As well as caring for our historic objects, our curators actively search out ways to represent the contemporary world in our collections, for today’s visitors and those of future generations. They are also involved in an incredible array of research projects with colleagues from universities and other institutions. The theme of ‘water’ allows us to shed some light on these areas of the museum’s work.

Worms and whales

In 2019, one of our newly acquired animal specimens made rather unusual headlines. Discovered by a team of scientists while surveying the West Shetland Shelf Marine Protected Area, just off the Scottish coast, this marine worm became famous for having eyes in its bottom as well as its head! Our media release tells the official story of Ampharete oculicirrata (to give it its scientific name), but if you type its name into search engines, you can find some of the more amusing ways the tale was told around the world.

Images of the worm and other photos © National Museums Scotland

Some of the marine research the museum is involved with has a more serious story to tell. Lulu the killer whale died in 2016, stranded on the shore off the west coast of Scotland. A post-mortem exam by the Scottish Marine Animal Stranding Scheme showed that she died because she became tangled up in fishing ropes, and further investigation revealed that she was one of the most contaminated marine mammals ever to have been recorded, with extremely high levels of toxic chemicals in her body tissues.

John Coe, Moneypenny and Lulu in 2014; one of the last times that Lulu was seen alive. Image courtesy of the HWDT

Lulu’s skeleton is now part of our marine mammal collection, available for future research projects, along with many other whales – you may well have seen the skull of Moby the sperm whale on display in our Grand Gallery.

Ancient and modern sharks

Behind the scenes at the museum, our Natural Sciences and Science and Technology collections are looked after by separate teams of curators and researchers. But sometimes, there are interesting crossovers between the two fields of research.

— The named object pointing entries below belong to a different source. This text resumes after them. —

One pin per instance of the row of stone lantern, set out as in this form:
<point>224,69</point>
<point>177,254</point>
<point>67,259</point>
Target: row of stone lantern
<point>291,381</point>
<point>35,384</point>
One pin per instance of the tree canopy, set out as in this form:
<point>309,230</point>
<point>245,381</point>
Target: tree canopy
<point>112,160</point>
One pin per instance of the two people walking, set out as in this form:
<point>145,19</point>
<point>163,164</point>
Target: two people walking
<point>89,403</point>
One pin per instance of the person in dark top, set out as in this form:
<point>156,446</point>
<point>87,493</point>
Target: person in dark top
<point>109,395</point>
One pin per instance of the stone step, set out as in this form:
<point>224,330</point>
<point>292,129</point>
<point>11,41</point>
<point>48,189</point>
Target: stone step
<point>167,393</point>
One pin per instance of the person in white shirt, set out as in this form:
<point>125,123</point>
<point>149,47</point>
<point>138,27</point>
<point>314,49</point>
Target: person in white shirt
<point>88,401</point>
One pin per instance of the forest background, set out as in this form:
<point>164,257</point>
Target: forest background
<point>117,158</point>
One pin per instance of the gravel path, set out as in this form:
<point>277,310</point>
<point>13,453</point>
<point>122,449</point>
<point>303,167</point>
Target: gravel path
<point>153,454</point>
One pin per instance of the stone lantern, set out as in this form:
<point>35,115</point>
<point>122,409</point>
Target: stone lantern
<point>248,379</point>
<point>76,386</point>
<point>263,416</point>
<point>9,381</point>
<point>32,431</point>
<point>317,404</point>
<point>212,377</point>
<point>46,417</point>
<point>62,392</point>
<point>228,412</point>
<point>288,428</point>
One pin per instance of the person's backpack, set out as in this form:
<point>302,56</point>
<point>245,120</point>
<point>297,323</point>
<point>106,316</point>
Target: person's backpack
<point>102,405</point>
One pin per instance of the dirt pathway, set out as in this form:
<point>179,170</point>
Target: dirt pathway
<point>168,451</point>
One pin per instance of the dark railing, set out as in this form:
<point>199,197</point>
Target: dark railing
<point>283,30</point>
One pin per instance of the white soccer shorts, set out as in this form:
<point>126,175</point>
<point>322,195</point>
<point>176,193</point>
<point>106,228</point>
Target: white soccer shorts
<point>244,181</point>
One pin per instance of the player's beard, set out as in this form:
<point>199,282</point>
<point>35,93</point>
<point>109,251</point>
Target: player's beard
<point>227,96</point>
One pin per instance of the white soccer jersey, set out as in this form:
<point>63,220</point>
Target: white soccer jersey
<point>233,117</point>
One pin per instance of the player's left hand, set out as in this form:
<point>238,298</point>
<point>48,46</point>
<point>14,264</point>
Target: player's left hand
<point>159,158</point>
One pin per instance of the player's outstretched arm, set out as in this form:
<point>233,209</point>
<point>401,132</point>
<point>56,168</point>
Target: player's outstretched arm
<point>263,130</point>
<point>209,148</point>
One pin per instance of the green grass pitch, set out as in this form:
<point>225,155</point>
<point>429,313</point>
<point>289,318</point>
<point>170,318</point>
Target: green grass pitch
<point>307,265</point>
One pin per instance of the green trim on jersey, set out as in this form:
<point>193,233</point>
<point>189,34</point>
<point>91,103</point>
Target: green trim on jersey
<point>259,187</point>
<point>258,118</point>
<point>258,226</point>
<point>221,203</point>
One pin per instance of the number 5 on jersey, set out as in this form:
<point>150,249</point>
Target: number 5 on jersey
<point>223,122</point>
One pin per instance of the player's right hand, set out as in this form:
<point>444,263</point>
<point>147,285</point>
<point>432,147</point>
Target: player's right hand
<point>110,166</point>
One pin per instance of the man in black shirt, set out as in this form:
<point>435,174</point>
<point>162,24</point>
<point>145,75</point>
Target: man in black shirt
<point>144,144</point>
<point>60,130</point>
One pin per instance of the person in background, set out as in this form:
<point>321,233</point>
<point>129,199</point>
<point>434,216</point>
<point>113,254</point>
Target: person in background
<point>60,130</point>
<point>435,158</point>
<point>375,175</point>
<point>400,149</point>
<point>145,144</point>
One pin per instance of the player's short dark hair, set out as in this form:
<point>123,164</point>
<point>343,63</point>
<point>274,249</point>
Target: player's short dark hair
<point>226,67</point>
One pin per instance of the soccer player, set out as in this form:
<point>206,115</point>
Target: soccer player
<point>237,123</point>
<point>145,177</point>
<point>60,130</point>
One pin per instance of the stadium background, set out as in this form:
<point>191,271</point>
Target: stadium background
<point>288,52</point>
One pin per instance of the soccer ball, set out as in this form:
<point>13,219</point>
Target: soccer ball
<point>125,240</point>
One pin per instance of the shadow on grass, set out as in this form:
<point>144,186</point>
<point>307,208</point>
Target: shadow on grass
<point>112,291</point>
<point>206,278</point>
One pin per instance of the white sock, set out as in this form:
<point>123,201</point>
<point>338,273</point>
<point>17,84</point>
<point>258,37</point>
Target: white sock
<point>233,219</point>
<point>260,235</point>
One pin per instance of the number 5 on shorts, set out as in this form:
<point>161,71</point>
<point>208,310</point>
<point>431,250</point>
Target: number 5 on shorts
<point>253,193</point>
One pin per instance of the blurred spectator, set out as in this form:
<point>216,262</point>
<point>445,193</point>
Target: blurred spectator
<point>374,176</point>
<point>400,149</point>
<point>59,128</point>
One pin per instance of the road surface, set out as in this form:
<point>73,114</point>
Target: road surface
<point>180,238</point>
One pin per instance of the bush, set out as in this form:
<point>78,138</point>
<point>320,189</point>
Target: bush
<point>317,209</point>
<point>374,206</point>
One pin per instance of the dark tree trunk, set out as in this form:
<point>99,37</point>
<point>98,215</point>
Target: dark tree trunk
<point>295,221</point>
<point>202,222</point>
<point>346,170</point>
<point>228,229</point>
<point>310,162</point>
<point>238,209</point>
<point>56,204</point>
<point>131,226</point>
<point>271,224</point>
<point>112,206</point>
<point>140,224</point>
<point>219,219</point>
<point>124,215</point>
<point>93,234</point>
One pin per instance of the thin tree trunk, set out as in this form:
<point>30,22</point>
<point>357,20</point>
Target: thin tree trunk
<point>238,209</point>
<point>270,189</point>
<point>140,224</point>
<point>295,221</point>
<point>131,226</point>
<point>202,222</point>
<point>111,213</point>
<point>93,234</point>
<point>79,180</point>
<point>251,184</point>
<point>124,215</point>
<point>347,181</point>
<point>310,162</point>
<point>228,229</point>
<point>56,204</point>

New technology can help experts to unlock the secrets of ancient animal specimens, like this 335-million-year-old fossilised shark from Wardie Beach in North Edinburgh. Hidden inside a hard nodule of rock, little was known about what the specimen was, despite having been in our stores for decades. CT scanning and 3D printing led to the discovery that this shark, Trystichius arcuatus, had sophisticated jaws capable of suction feeding, 50 million years before the previous earliest examples of this adaptation in bony fishes.

Life reconstruction of the Wardie shark Trystichius arcuatus. © Kristen Tietjen, University of Chicago.

Find out more in this blog post, which includes a link to an animation of the shark’s jaws in action.

Our Science & Technology collections also have an intriguing shark story to share. We have the very first satellite tracking device used to follow the movements of a fish. Researchers from the University of Aberdeen attached it to a basking shark using a 10m line, in the summer of 1982, and were able to track its movements for 17 days before the line broke. Modern tags are, of course, much smaller and more reliable, and are used in many areas of research. Read the whole blog post to find out about how a shark managed to sneak its way into a research project about salmon and offshore renewable energy!

MiniPAT satellite tag which was on a salmon when it was eaten by a shark, showing toothmarks, Wildlife computers, USA, 2013.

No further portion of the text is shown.